Histórico documentado sobre o mais icônico político mandador na comarca santa-cruzense-do-rio-pardo, o famanaz coronel Antonio Evangelista da Silva, alcunhado Tonico Lista, nome amado e odiado tanto que, ainda no ano de 2022, cem anos após sua morte, desperta paixões e causa polêmicas.

 

Cem anos depois, nova versão do atentado que matou o coronel Lista

Todas as versões conhecidas sobre o tiroteio, que culminou com a morte de Tonico Lista, são imprestáveis jurídica e historicamente; inexistem documentos da época e  os divulgadores das diferentes narrativas não estavam presentes, à exceção do Mizael de Souza Santos – o Zaeca, dono da venda onde o acontecido, todavia, consta, a justificar-se ausente no momento do confronto, por coisa qualquer aos fundos da venda, mas, a versão que viria apresentar depois, tornar-se-ia bem próxima à ‘oficializada’ na obra póstuma de José Ricardo Rios “Coronel Tonico Lista – o perfil de uma época” (Debate, 2004), que mais agiganta o mito do coronel sobre-humano, aquele que, ferido de morte por tiro traiçoeiro que lhe acertou ‘um rim e o  estômago’, ainda encontra forças para ir atrás do algoz, a vida a se esvair, então a apoiar na parede o braço com a arma, procurando visualizar o assassino que corria a uma distância de quarenta metros, mais ou menos, disparar e acertar o agressor, tiro não fatal, porém, o suficiente para derrubar o algoz e pensa-lo morto.
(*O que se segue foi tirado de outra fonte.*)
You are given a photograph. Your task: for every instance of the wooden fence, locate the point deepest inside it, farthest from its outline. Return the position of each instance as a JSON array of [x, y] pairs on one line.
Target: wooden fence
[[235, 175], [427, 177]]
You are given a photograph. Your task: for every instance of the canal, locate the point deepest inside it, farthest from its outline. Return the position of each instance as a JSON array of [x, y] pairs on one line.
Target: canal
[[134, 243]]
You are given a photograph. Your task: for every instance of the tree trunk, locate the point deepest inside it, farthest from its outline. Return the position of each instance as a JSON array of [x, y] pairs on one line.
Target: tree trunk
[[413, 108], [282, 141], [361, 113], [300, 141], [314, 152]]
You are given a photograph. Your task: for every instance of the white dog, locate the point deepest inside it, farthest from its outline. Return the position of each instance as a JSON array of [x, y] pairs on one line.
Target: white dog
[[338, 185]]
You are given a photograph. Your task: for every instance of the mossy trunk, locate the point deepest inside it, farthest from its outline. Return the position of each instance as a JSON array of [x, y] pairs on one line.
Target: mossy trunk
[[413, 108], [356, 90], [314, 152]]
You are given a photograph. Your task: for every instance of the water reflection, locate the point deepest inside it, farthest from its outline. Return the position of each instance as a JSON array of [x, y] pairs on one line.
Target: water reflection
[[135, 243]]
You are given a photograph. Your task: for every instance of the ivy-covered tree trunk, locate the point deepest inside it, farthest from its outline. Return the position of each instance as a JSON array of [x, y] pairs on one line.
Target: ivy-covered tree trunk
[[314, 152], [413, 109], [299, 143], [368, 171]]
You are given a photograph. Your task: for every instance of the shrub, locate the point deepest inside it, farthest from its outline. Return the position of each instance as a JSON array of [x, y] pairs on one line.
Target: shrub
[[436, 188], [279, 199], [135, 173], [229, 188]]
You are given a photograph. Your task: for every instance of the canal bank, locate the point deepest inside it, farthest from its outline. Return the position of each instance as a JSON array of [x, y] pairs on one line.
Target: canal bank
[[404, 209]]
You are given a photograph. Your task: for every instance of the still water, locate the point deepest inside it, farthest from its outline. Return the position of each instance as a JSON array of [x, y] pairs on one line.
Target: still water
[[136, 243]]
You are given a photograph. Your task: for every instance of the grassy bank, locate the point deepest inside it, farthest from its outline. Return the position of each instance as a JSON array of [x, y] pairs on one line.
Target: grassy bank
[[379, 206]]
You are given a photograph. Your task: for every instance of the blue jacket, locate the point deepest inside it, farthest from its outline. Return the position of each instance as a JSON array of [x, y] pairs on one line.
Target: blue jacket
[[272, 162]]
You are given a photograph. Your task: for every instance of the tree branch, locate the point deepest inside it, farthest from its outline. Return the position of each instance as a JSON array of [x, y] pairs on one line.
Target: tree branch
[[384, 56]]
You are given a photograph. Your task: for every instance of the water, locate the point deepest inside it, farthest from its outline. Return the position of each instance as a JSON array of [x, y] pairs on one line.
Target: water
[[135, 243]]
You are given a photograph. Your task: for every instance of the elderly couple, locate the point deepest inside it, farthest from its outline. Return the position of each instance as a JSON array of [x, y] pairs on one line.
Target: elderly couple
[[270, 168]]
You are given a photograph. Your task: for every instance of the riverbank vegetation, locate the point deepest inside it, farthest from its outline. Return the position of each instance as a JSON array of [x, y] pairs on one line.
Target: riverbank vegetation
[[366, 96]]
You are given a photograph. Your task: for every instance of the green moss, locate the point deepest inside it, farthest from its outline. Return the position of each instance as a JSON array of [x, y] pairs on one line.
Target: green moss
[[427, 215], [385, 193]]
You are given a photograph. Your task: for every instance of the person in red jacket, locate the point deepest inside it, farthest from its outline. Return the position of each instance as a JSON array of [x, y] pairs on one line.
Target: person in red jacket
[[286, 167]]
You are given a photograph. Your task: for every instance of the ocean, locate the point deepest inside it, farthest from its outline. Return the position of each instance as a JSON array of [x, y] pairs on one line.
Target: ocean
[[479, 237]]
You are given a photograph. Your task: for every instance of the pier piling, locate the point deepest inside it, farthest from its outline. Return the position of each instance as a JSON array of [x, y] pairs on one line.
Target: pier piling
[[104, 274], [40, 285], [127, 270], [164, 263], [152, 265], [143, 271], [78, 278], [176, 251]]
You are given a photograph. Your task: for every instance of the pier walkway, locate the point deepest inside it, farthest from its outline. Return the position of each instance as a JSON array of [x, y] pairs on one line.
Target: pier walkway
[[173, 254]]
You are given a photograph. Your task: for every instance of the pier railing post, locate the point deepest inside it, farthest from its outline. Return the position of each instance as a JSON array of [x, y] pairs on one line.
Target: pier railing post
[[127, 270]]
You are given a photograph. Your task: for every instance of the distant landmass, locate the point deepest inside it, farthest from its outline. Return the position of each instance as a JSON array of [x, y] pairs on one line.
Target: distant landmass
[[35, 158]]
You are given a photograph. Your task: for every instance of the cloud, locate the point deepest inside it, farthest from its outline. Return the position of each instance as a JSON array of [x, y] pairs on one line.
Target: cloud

Com certeza, não foi assim. 

Num texto desenvolvido sobre informação familiar, de autoria resguardada a pedido, Manoel de Faria Valença Filho, idade de 18 anos, auxiliar de tipógrafo, foi uma das duas pessoas que presenciou o atentado fatal contra o coronel Antonio Evangelista da Silva, no interior do empório de Mizael de Souza Santos, o Zaeca, a outra testemunha.

Manoel Filho, num canto do estabelecimento, aguardava o coronel Lista conferir algumas anotações para depois ler e corrigir, se necessário, a ‘prova’ de matéria jornalística, que lhe entregara, para ser publicada no semanário ‘Cidade de Santa Cruz’, circulação prevista para o dia seguinte, domingo, 09 de julho de 1922. Um hábito, sempre que possível, o coronel lia e ajustava os artigos que lhe dissessem a respeito, afinal, era ele o dono oculto do hebdomadário em questão.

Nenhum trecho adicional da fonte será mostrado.